Он хотел произнести эту фразу негромко, но вопрос прозвучал хрипло и резко. Слишком велико было напряжение; кровь в его жилах пульсировала с такой силой, словно ее качал мощный насос.
— Я чувствую… — Голос ее прервался. — Я как будто пьяная… Или сумасшедшая… Я задыхаюсь и дрожу как от холода… хотя у меня все горит… да, горит… И я хочу… Господи! Я не знаю, чего я хочу!.. Что ты сделал со мной, Бич?
Бич долго смотрел на Шеннон, отказываясь верить собственным ушам.
— Сколько времени ты замужем? — спросил он наконец.
— Какое это… имеет отношение… к тому, что я чувствую?
Затрудненная, прерывистая речь Шеннон подействовала на Бича столь возбуждающе, что он вынужден был сжать зубы, чтобы не застонать.
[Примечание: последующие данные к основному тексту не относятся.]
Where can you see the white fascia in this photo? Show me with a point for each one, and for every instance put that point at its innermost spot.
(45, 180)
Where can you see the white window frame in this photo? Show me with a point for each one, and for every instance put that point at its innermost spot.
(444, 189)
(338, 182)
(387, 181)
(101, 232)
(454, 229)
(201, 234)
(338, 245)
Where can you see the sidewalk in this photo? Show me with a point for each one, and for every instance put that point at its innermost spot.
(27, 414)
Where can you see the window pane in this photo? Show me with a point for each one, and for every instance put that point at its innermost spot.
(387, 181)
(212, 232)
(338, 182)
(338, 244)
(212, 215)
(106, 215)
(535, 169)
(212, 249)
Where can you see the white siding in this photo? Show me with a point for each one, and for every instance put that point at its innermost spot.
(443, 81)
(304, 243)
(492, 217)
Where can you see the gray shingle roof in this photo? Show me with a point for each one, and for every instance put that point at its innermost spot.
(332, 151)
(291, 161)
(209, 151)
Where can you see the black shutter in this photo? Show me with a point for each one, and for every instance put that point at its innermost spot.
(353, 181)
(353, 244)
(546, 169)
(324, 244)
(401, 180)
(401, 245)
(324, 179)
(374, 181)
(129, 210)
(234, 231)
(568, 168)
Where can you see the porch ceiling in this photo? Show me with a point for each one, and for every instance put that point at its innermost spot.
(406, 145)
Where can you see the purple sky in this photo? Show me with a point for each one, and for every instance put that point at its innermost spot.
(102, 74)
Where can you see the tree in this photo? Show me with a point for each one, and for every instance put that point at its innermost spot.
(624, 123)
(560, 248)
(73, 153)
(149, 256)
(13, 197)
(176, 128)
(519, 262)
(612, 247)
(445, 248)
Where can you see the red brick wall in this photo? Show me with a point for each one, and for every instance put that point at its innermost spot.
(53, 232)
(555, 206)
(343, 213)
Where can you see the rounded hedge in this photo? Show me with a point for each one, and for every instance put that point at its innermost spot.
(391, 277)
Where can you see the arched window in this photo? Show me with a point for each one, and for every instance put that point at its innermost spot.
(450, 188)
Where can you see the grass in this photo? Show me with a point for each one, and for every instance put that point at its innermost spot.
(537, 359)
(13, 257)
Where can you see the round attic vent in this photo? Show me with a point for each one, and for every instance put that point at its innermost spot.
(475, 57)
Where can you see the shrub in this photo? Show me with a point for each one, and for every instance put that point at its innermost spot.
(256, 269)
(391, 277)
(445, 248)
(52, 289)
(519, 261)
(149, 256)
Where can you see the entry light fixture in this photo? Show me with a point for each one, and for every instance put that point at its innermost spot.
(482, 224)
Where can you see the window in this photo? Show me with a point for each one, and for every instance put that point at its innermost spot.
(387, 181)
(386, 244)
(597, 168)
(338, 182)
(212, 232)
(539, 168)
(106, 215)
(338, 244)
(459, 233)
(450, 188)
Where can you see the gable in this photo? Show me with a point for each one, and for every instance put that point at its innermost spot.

— Это имеет прямое отношение, — низким голосом проговорил он. — То, что ты испытываешь, — это страсть, сладкая девочка… Необузданная и горячая страсть…
— Я н-не понимаю…
Бич издал восклицание, которое с равным успехом можно было счесть и за проклятие, и за молитву.
— Твой муж, видно, нечасто баловал тебя, не пытался согреть тебя своим телом в холодную ночь, — пояснил Бич.
— Молчаливый Джон не был… как бы это сказать… слишком теплым мужчиной.
— Ты хочешь сказать, что ты никогда не испытывала такого чувственного желания, как сейчас?
— Как сейчас? — Шеннон нервно втянула в легкие воздух. — Это — чувственное желание?
— Черт знает что! — потрясение прошептал себе под нос Бич. — Ведь ты сама говоришь, что задыхаешься, дрожишь, и в то же время у тебя все горит и ты чего-то хочешь!
Шеннон кивнула.
— Быть наивной до такой степени! — пробормотал Бич едва слышно и уже громче сказал:
— Господи, от Молчаливого Джона, судя по всему, было не больше тепла в кровати, чем от гремучей змеи. Неудивительно, что ты не переживаешь, что осталась вдовой. От него толку не больше, чем от покойника.
Шеннон уловила нотки презрения в его голосе. Ее колотила дрожь, и она обхватила себя руками, словно пытаясь согреться.
«Быть наивной до такой степени!»
Внезапно желание Шеннон обратилось в гнев.
«Бич не имеет права говорить обо мне с таким высокомерием только из-за того, что я не знаю о мужчинах столько, сколько знают Клементина или Бетси».
Однако говорить на эту тему Шеннон отнюдь не собиралась.
— Не называй меня вдовой, — процедила она сквозь зубы.
— Почему? Ведь это правда, и ты знаешь это сама.
— Если эта правда выйдет за пределы хижины, кто защитит меня от Калпепперов, когда ты уйдешь? А ведь ты уйдешь, неприкаянный странник!
— Да, конечно, — согласился Бич, несколько задетый холодным и явно раздраженным тоном Шеннон. — Когда-то я уйду. Но не раньше того, как отыщу для тебя безопасное место.